Monday, October 14, 2013

San Francisco Chronicle: Lowering Your 2014 Income Can Net You A Huge Healthcare Subsidy

Government-Subsidized Laziness 
The Hallmark of Socialism 

All the Honey Boo Boo Brain-frys who voted for Obama can be so proud of themselves.
From the San Francisco Chronicle.
People whose 2014 income will be a little too high to get subsidized health insurance from Covered California next year should start thinking now about ways to lower it to increase their odds of getting the valuable tax subsidy. 
"If they can adjust (their income), they should," says Karen Pollitz, a senior fellow with the Kaiser Family Foundation. "It's not cheating, it's allowed." 
Under the Affordable Care Act, if your 2014 income is between 138 and 400 percent of poverty level for your household size, you can purchase health insurance on a state-run exchange (such as Covered California) and receive a federal tax subsidy to offset all or part of your premium. 
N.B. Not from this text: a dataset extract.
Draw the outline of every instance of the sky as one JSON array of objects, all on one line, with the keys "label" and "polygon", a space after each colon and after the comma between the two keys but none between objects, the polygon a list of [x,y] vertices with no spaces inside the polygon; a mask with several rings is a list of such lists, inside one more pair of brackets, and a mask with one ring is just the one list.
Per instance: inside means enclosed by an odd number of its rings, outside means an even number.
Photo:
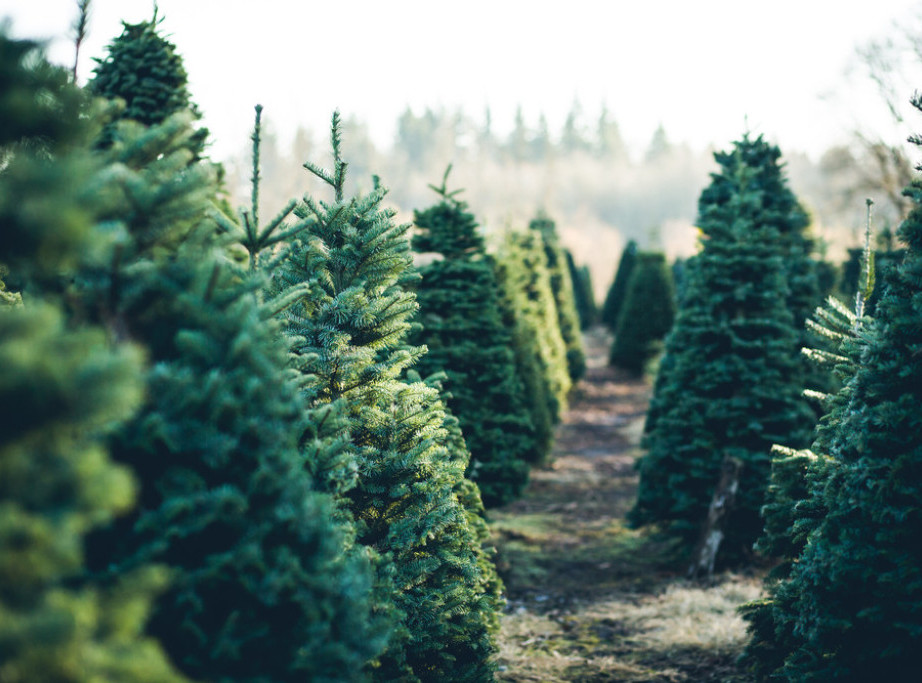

If your income falls below 138 percent of poverty, you qualify for Medicaid, which provides no-cost health care to low-income people. In California, it's called Medi-Cal. If your income is higher than 400 percent of poverty, you can purchase a policy on or off the exchange, but in either case, you won't get a subsidy and the policy must provide certain essential benefits that many low-cost individual policies lack today, such as maternity care.  
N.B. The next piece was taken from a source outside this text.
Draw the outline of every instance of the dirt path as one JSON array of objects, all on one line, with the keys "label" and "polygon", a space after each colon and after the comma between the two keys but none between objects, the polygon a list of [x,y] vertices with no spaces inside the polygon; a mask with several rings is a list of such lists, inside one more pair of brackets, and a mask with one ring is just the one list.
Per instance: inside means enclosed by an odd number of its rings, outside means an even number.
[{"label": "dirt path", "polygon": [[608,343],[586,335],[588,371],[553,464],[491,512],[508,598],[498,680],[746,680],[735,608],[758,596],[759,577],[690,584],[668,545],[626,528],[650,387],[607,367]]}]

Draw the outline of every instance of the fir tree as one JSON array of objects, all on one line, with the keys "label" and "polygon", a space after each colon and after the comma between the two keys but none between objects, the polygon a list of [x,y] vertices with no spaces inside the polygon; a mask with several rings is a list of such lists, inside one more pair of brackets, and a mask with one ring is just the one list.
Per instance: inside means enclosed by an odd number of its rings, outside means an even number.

For older people, getting below the 400 percent poverty limit could save many thousands of dollars per year. Take, for example, Jacqueline Proctor of San Francisco. She and her husband are in their early 60s. They have been paying $7,200 a year for a bare-bones Kaiser Permanentehealth plan with a $5,000 per person annual deductible. 
"Kaiser told us the plan does not comply with Obamacare and the substitute will cost more than twice as much," about $15,000 per year, she says. This new plan, Kaiser's cheapest offering for 2014, would consume about 25 percent of their after-tax income. 
The new plan still has a $5,000 deductible but provides coverage for things her current policy does not, such as maternity care, healthy child visits and coverage for dependents up to age 26. Proctor has no use for such coverage, since her son is 30. 
Premiums are also going up for many people next year because insurers can no longer deny coverage to people with pre-existing conditions or impose lifetime coverage caps.